How Economic News Affects the Prices of Financial Assets

Economic news reshapes expectations about the economy’s state, and this reshaping leads to adjustments in the prices of financial assets. This article explores how different kinds of news affect the price responses of bond, stock, and foreign exchange markets. It finds that only a few announcements–the nonfarm payroll numbers, the GDP advance release, and a private sector manufacturing report–give rise to price responses that are economically significant and measurably persistent through the day. These price responses are strongest for bond yields and weakest for stock prices.

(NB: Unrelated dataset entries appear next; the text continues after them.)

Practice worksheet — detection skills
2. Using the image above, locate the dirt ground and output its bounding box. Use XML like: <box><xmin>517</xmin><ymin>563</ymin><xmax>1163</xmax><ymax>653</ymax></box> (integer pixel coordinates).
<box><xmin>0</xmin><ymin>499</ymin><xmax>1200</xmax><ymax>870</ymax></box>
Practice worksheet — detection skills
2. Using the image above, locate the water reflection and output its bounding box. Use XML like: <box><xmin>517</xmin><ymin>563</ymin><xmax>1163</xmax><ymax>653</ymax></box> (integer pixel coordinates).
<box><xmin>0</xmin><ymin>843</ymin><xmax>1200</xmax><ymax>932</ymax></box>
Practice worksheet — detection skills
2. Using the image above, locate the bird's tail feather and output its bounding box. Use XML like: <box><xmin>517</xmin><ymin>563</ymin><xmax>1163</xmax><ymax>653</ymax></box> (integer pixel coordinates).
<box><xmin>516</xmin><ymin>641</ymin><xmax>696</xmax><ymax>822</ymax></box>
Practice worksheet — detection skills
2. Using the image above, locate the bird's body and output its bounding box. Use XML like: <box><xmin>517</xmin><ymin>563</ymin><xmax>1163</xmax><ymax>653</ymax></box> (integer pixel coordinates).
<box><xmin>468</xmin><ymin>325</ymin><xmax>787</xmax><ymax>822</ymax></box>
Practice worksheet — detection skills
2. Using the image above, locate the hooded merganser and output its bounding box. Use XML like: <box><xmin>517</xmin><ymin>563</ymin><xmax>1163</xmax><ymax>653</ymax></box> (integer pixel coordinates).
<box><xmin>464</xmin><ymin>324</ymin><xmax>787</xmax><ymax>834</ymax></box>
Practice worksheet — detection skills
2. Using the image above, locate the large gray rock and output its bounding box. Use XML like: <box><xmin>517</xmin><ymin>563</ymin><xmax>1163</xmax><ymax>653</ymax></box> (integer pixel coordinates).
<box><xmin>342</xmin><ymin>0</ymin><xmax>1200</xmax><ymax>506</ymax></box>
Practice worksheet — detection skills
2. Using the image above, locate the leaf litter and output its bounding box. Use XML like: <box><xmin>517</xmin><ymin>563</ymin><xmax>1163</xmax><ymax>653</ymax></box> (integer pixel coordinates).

The direction of these effects supports the idea that expectations about stronger-than-expected growth and inflation generally prompt a rise in interest rates, while expectations about weaker-than-expected growth and inflation generally lead to a fall in stock prices.

The evidence suggests that the standard approach relying on survey data to measure expected market reaction is likely to produce biased estimates of asset price response. The bias stems from the lag between the time of the survey and the release of the data, which means that a substantial amount of information relating to the indicator may have accumulated by the time of its release. This information, which reflects the uncertainty about the indicator’s actual value, is known as “measured news.”

Rigobon and Sack (2008) have developed an estimator for measured news that removes this noise and produces estimates of asset price responses that agree in sign with those produced by the standard OLS methodology. The estimated responses are also typically larger than their standard counterparts.